Dulu, saya mempertanyakan kenapa harus mengecat rumah sendiri kalau bisa bayar tukang? Kenapa harus bongkar mesin daur ulang barang bekas sendiri kalau bisa dibawa ke bengkel? Kenapa harus bisa membaca harga pasar, mencatat transaksi jual beli barang sendiri kalau bisa pakai jasa akuntan? Dan banyak kenapa dan kenapa lainnya.
Pada saat itu saya sulit mengerti, mengapa ada manusia yang dengan sukarela mempersulit dirinya sendiri ketika sebenarnya dia dapat mendapatkan segala sesuatunya dengan mudah. Namun perlahan, saya mulai kagum pada Ibu.
Kekaguman saya meningkat kepada perempuan Ambon yang fasih berbahasa Jawa halus itu ketika dia memberitahu saya bahwa sekarang, karyawannya bertambah dan 80 persennya adalah perempuan. Mereka adalah para tetangga saya dan warga perempuan dari desa sebelah.
Ibu saya percaya bahwa perempuan memang perlu mandiri meskipun telah berkeluarga. Hal ini untuk berjaga-jaga saat pasangan hidupnya tidak lagi mencintainya atau lebih dulu tiada. Minimal, ia tahu akan ke mana dan harus berbuat apa.
Baca juga: Bagaimana Orang Tua Menjadikan Saya Feminis
Setelah berhasil mandiri, kata Ibu, penting bagi perempuan buat memberdayakan sesama. Ibu bahkan tidak pernah menganggap karyawannya sebagai bawahan, tetapi saudara perempuan. Ibu tidak hanya membuka lapangan pekerjaan di desa, tapi juga konsultasi rumah tangga karena semua karyawan perempuannya curhat tentang masalah-masalah pribadi mereka. Kata Ibu, ini merupakan strategi untuk membangun solidaritas sesama rekan kerja.
Melihat itu semua, saya berpikir, apa jadinya kalau ibu saya benar-benar mengenal wacana feminisme hari ini atau mungkin membaca kajian-kajian kiri? Ah, imajinasi saya terlalu liar untuk membayangkannya menjadi jendral lapangan ketika aksi.
Tanpa Ibu sadari, beliau telah membaca apa yang saya baca, hanya saja saya membaca teks dan ibu membaca konteks. Beliau membaca semua fenomena sosial perempuan-perempuan di sekitarnya untuk kemudian mengupayakan sebuah tawaran solusi sebisa yang beliau mampu.

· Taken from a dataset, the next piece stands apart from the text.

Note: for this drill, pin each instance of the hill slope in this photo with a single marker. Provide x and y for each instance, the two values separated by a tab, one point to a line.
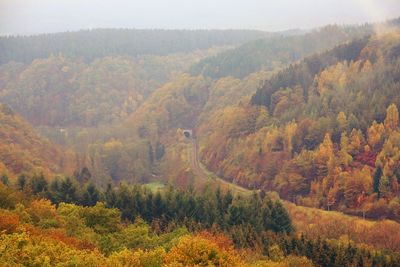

Benar, Ibu selalu mempunyai caranya sendiri untuk menyelesaikan segala sesuatunya. Seorang pemikir yang segera bertindak ketika telah yakin bahwa apa yang dipikirkannya tidak akan merugikan orang lain.
Semakin ke sini, idola saya kembali berubah, bukan lagi De Beauvoir, Kristeva, Arendt, atau Kartini, melainkan ibu saya sendiri, seorang perempuan desa yang senantiasa berusaha untuk berdikari.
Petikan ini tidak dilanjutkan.